What Rurek said to her hurt because
there was a good probability it was true. “I can’t make the people in Sermont
read about things they aren’t interested in, can I? It is a business. I write
what the people want to read so that they buy the damned newspaper. I recognize
that.” She took a long shallow drink from her mug, hoping to elicit some
sympathy from Rurek.
“All right,” he said, adopting a
softer tone. “I didn’t mean to imply anything about you, Strefer. You do good
work most of the time. At least the stuff you print is true, more or less. I
don’t like to read it sometimes, but that’s not your problem. That’s more than
I can say for some of your colleagues.”
She smiled. “I’ll take that faint
praise as an apology, Rurek. Thank you.” She tipped her mug towards him.
Tolenor had no proper newspaper of
its own, in spite of its size and importance. There were several tabloids
published by the large print houses on the island’s southern coast, but they
were not, in any sense, accurate when it came to their reporting. And they
relied on the seedier side of island life for content even more than she did.
For real news of the city, readers had to rely on the newspapers published
outside the city, like the
Daily Register
.
“With that settled, how about
giving me something juicy to pass on to my readers, huh?” Strefer asked.
Rurek laughed, fully and loudly.
“You really don’t give up, do you? Sorry. I wish I could help you, I really do.
There’s just nothing going on right now. A couple of my guys broke up an
attempted rape today. Some halfbreed. Aside from that, it’s just been the
run-of-the-mill stuff.” He finished his drink and sat up straight on his stool.

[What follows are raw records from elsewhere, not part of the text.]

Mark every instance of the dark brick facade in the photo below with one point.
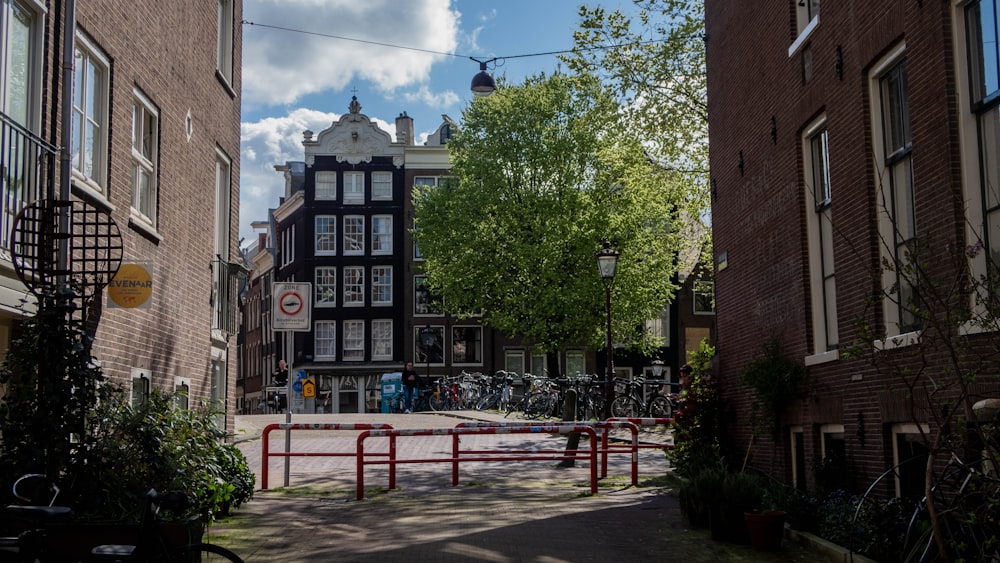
(762, 95)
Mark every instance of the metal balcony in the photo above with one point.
(27, 170)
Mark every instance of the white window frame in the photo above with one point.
(381, 235)
(353, 345)
(325, 340)
(288, 245)
(513, 361)
(382, 339)
(224, 41)
(381, 185)
(419, 356)
(423, 305)
(325, 282)
(354, 286)
(819, 225)
(907, 428)
(354, 188)
(459, 359)
(91, 173)
(354, 235)
(889, 245)
(325, 235)
(381, 285)
(326, 185)
(145, 161)
(576, 362)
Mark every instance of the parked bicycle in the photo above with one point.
(630, 403)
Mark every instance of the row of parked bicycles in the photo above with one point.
(542, 397)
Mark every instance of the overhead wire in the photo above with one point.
(444, 53)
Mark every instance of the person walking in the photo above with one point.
(410, 382)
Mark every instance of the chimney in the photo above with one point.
(404, 129)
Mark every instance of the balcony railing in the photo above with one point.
(227, 282)
(27, 168)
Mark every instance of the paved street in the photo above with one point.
(526, 511)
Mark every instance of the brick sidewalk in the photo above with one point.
(502, 511)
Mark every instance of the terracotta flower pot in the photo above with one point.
(766, 529)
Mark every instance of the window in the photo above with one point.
(576, 363)
(354, 188)
(354, 286)
(354, 235)
(423, 302)
(434, 353)
(381, 234)
(658, 329)
(381, 285)
(704, 297)
(381, 186)
(223, 203)
(287, 245)
(141, 379)
(981, 118)
(513, 361)
(224, 42)
(897, 227)
(467, 345)
(90, 115)
(354, 341)
(325, 280)
(798, 455)
(325, 340)
(538, 364)
(910, 454)
(819, 224)
(382, 339)
(326, 185)
(19, 65)
(326, 235)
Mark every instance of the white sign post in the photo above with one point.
(292, 306)
(291, 312)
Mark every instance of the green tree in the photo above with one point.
(541, 175)
(655, 66)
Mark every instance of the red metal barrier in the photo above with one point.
(265, 445)
(603, 451)
(533, 429)
(638, 421)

“You know, it amazes me sometimes. This city was built to be the home of the
Triumvirate, where the people of three nations gather to work together. So what
happens every year when the Grand Council session starts? You get idiots from
all over deciding that they need to settle all the old rivalries on the
streets. It’s ironic.”
Strefer nodded. “That’s a good
angle. I like that.” She couldn’t make a whole story out of it, but she filed
it away for later reference.
“Thank you,” he said. “Just don’t
quote me on that, all right?”
“Deal,” she said. She finished her ale
and dropped a few coins on the bar. “I guess I better get going, if that’s all
you’ve got for me tonight. Looks like I’ll have to go out on the streets and do
some real reporting.”
“For a change,” Rurek said with a
chuckle.
“For a change,” Strefer said as she
walked out into the crisp night air.